The old saying “you cannot teach an old dog new tricks” is simply not true, according to Naus.  Perhaps it is true for canines, but it does not apply to humans.  We retain our ability to learn throughout life, and can continue to make significant contributions to society.

Naus feels that the most important element of positive aging is to have a sense of well-being.  He defines well-being as having a positive outlook on life, maintaining a purpose despite loss, having a realistic sense of control over one’s life, and having a strong sense of self.  These conditions are not constant; they fluctuate constantly.  It is possible to achieve a sense of well-being even amidst declining health.

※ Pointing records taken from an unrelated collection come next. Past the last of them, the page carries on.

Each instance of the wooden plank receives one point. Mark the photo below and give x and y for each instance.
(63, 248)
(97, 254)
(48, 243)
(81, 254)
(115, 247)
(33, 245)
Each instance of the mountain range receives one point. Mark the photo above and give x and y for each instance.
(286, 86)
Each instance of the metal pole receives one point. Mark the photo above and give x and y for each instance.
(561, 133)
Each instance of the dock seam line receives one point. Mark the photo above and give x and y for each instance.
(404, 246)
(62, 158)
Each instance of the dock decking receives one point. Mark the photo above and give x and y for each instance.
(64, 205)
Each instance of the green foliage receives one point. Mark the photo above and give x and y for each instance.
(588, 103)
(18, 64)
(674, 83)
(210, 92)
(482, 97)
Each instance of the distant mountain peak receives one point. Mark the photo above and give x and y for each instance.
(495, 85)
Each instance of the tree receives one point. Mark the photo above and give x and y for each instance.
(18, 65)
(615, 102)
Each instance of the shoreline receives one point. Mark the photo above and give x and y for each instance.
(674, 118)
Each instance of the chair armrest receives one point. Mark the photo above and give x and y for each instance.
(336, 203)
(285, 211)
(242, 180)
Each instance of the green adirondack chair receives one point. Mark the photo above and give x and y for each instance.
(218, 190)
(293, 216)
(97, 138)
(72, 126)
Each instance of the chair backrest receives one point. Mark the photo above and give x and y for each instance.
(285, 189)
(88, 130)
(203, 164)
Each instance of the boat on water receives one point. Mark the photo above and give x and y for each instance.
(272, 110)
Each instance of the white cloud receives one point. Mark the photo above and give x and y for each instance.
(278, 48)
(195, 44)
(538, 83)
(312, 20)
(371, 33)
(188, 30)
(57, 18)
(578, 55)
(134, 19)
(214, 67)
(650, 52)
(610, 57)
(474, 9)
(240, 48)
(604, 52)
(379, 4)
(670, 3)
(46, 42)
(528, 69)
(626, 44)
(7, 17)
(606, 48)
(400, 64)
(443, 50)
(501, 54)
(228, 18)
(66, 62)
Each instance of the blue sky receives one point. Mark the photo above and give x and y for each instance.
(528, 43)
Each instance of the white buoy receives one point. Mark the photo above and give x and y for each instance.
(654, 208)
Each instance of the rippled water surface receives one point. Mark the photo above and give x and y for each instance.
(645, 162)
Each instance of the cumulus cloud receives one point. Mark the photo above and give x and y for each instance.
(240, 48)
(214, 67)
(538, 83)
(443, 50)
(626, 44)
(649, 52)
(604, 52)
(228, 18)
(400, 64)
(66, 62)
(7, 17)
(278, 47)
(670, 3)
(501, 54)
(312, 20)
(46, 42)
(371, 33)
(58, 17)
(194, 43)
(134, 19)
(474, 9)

Naus also offered practical advice on how to achieve well-being: eat well, exercise, drink less alcohol, do not smoke, and stimulate your mind.  Do not minimize the gains in life, or maximize the losses—don’t exaggerate the extremes.  Be sure to “count what you have, and not what you lack,” and Naus says you will be closer to achieving well-being.

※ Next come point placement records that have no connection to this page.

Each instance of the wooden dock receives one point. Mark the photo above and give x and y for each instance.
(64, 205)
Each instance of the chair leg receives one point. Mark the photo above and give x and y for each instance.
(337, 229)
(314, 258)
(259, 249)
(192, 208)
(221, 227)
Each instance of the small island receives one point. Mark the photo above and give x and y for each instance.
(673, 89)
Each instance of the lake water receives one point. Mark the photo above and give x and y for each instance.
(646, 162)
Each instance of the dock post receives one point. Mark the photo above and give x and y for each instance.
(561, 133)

Old-age should be a time for discovery.  Discovery of what, you may ask?  True discovery is an individual journey, so you must find it for yourself.  Seniors need a vision, a dream, not just memory alone.  You will find peace if you truly believe “just to be is a blessing, just to live is holy.”  Such concepts are not unique to old age; these tenets create well-being at any age.  Naus encouraged the audience to live well at every stage of life, and remember that it is never too late for change.

There are pervasive negative connotations throughout Canadian society regarding aging.  There is a strong market for “anti-aging” products and services, but the term alone is problematic.  By deeming a product or service “anti-aging” it is suggestive that there is an inherent problem with aging.  Indeed, we even tend to pay compliments by suggesting someone looks younger than their age, as though retaining a youthful appearance is akin to aging gracefully.

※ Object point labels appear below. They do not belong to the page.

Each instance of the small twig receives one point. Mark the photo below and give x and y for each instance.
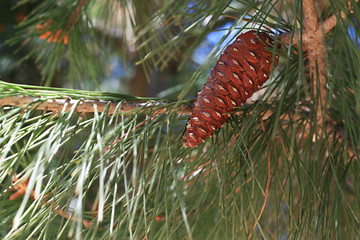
(85, 106)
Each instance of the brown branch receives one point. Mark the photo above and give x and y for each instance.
(85, 106)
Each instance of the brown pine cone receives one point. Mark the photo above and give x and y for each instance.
(242, 69)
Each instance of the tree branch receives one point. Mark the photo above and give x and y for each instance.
(86, 106)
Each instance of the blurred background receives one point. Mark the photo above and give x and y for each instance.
(120, 74)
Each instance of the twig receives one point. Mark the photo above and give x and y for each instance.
(85, 106)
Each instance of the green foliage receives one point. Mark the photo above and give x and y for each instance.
(267, 174)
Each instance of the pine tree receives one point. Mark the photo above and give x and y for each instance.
(81, 163)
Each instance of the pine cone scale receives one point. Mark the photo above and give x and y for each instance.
(240, 71)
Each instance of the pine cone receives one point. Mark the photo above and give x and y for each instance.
(242, 69)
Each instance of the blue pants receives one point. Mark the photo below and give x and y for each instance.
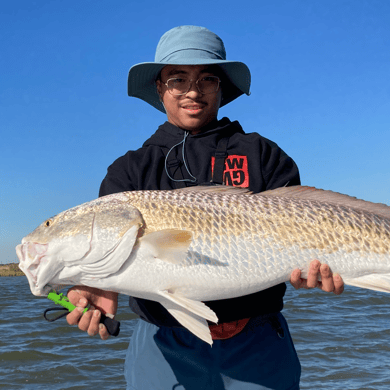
(262, 356)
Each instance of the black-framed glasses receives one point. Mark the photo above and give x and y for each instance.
(180, 85)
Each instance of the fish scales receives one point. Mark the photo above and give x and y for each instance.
(183, 247)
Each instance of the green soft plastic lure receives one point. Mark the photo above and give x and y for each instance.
(112, 325)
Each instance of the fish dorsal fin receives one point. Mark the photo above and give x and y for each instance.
(312, 193)
(169, 245)
(217, 189)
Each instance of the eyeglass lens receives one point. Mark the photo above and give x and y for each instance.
(180, 86)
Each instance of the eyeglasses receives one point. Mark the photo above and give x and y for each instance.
(205, 85)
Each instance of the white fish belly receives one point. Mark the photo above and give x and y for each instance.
(242, 267)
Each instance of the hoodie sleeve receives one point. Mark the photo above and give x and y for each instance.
(279, 169)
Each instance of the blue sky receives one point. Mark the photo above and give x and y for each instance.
(320, 89)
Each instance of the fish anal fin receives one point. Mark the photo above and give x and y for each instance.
(195, 323)
(376, 282)
(196, 307)
(169, 245)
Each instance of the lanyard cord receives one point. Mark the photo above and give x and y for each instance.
(193, 180)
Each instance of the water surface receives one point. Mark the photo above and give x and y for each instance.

Cicero, the roman emperor, wrote that the “the course of life is clear to see, each stage has unique peculiarities,” and “each stage should be gone in time,” suggesting that hanging on to one phase longer than it’s natural course is the very opposite of graceful aging.  Instead, the “mellowness of age” should be embraced as a stage of life.

Seniors deserve to be valued for the wisdom that they can share with others.  They are living proof that aging is not synonymous with being sick and decrepit.  Instead, old age can be a time for deep fulfillment and pleasure, a time for personal well-being.

Naus concluded by challenging the audience with two choices:  “we have a decision to make.   Either we can put all of our energy into denying aging, or we can embrace aging as a natural and meaningful part of life, and achieve well-being.”